And then there’s the political theater. If this all sounds faintly reminiscent of the ‘sausage wars’, that’s because it is. During the Northern Ireland Protocol disputes, the EU’s sanitary rules temporarily banned certain chilled British sausages from crossing the Irish Sea. For months, politicians bickered over literal pork products while tabloids framed it as a food-fight for sovereignty. The standoff eventually ended with a negotiated exemption but not before sausages became shorthand for post-Brexit absurdity.

Today, oats could be heading into similarly surreal territory.

What would a mycotoxin clampdown actually mean in practice?

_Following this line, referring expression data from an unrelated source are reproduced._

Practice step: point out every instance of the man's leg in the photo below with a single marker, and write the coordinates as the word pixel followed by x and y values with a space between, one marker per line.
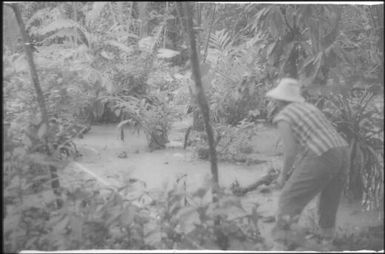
pixel 310 176
pixel 331 195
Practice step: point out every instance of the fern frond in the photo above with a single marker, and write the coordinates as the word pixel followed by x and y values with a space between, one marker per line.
pixel 46 14
pixel 59 25
pixel 97 8
pixel 220 40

If EU-style limits are imposed, UK bakeries and snack makers may need to:

Plan for higher ingredient volatility: UK-grown oats could fluctuate sharply year-to-year, depending on rainfall.

Budget for increased compliance testing: More frequent mycotoxin screening could become standard practice.

Reassess ‘British-grown’ claims: If domestic supply becomes unreliable, brands relying on provenance messaging may be forced to rethink pack copy.

Reformulate certain SKUs: High-oat products (oatcakes, granola clusters, oat bars) are most vulnerable if supply tightens.

Monitor EU guidance closely: HT-2 and T-2 limits may tighten again within the next review cycle.

Build contingency suppliers: Scandinavian and Baltic oats typically show lower risk but could become pricier if UK demand spikes.

If Brussels lowers its limits and the UK follows, the humble oatcake could become the next unlikely symbol of post-Brexit tension.

For manufacturers and farmers alike, this will be a genuine test of how Britain balances food safety, trade alignment and agricultural livelihoods. And in a political landscape where even sausages once became diplomatic weapons, it’s no surprise the oatcake may now be heading for its own moment in the geopolitical spotlight.

Studies:

Davide Arcella, Petra Gergelova, Matteo Lorenzo Innocenti, Hans Steinkellner. Human and animal dietary exposure to T-2 and HT-2 toxin. EFSA journal. Volume15, Issue8, August 2017, e04972. https://doi.org/10.2903/j.efsa.2017.4972

Meneely J, Greer B, Kolawole O, Elliott C. T-2 and HT-2 Toxins: Toxicity, Occurrence and Analysis: A Review. Toxins (Basel). 2023 Jul 29;15(8):481. https://doi.10.3390/toxins15080481. PMID: 37624238; PMCID: PMC10467144.

De Colli L, De Ruyck K, Abdallah MF, Finnan J, Mullins E, Kildea S, Spink J, Elliott C, Danaher M. Natural Co-Occurrence of Multiple Mycotoxins in Unprocessed Oats Grown in Ireland with Various Production Systems. Toxins (Basel). 2021 Mar 4;13(3):188. https://doi.10.3390/toxins13030188. PMID: 33806558; PMCID: PMC7998419.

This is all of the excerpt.